5.  Balance is important.

All work and no play makes Annalise a dull girl. But, all play and no work makes Annalise a horrible assistant dean and physician. Balance is imperative. Working weekends is part of the role of the emergency physician…and part of the role of the assistant dean as well. It’s very easy for the hours to get away from you and all of a sudden you look back and realize you haven’t been to the gym in six months (even though it’s less than 100 yards from your office). Don’t feel too sorry for me…I manage to make time for other (guiltier) pleasures such as Blazer basketball, The Following, and Impractical Jokers. But sometimes, I wish I had learned the art of balance much earlier in my career. Vacations are important. Sleeping in every once in a while is nice. And, working holidays is not the end of the world. It’s life. Welcome to it.

4.  Even when you are an assistant dean, your mom still gets mad when you don’t call regularly enough.

Especially when she is Italian and Catholic.

3.  It’s important to have people in your corner that you can count on.

And you need to be able to be counted on. It’s a two way street. But, it’s narrow, and there is no room for alternate agendas, empty promises, or unkind words that serve no purpose.

I grew up on teams…mostly sports, but other types as well. The essence of teamwork is that no one person is more important than the whole.
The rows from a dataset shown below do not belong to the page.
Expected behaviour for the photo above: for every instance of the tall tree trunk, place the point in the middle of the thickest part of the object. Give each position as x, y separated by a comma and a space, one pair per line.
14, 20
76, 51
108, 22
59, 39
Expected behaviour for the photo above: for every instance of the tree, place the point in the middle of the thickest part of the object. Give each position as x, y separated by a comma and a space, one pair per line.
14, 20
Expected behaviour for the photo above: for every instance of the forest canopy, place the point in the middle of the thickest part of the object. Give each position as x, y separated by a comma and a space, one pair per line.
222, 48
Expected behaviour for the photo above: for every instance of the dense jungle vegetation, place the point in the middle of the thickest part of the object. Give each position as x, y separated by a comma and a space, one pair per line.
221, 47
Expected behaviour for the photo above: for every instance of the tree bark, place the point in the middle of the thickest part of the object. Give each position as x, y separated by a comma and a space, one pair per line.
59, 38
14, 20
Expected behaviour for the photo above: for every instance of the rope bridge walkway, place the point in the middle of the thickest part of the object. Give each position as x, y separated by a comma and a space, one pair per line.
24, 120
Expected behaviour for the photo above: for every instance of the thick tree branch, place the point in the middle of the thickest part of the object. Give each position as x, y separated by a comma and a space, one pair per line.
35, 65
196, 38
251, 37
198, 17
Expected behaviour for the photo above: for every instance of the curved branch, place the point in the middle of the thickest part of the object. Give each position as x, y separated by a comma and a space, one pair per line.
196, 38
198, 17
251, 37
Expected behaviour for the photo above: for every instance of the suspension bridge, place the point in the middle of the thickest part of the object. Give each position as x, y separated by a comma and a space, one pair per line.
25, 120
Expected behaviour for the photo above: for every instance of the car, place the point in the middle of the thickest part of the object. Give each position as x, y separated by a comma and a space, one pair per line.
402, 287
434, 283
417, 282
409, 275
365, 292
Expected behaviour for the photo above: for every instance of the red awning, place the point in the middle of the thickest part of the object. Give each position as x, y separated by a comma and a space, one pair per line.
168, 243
I am very fortunate, because currently I am a part of two very high functioning teams…Pediatric Emergency Medicine and Medical Student Services. And, not surprisingly, there is an amazing amount of overlap between the two. Both teams put tremendous effort toward helping others succeed without a hidden agenda. Both teams make me want to work harder and be better because they believe I can. And, both teams do what they think is in the best interest of the people they serve, whether it be the child, the parent, or the student.

Probably most importantly, I know they have my back. And, I have theirs.

2.  I don’t like reality T.V. much.

This doesn’t have anything to do with the new job…just a temporally related realization on my part.

1.  Hands down, the students are the absolute best part of this job.

Even though it’s only been six months, one thing has emerged as the most rewarding part of this job, and that is getting to work with the students. Some make me laugh. A few make me cry. Some make me lose sleep. Some drive me to eat lots of thin mints. But, I have loved (almost) every single moment. I can’t wait to watch my first match day, to participate in my first UASOM commencement, and to watch this class of 2013 go out into the world armed with the resources that we have given them to be physicians, leaders, and pioneers.

Yes, it’s only been six months. But I have already developed loyalty for my team, pride in my students, and hope for the future. I think we’re in good hands.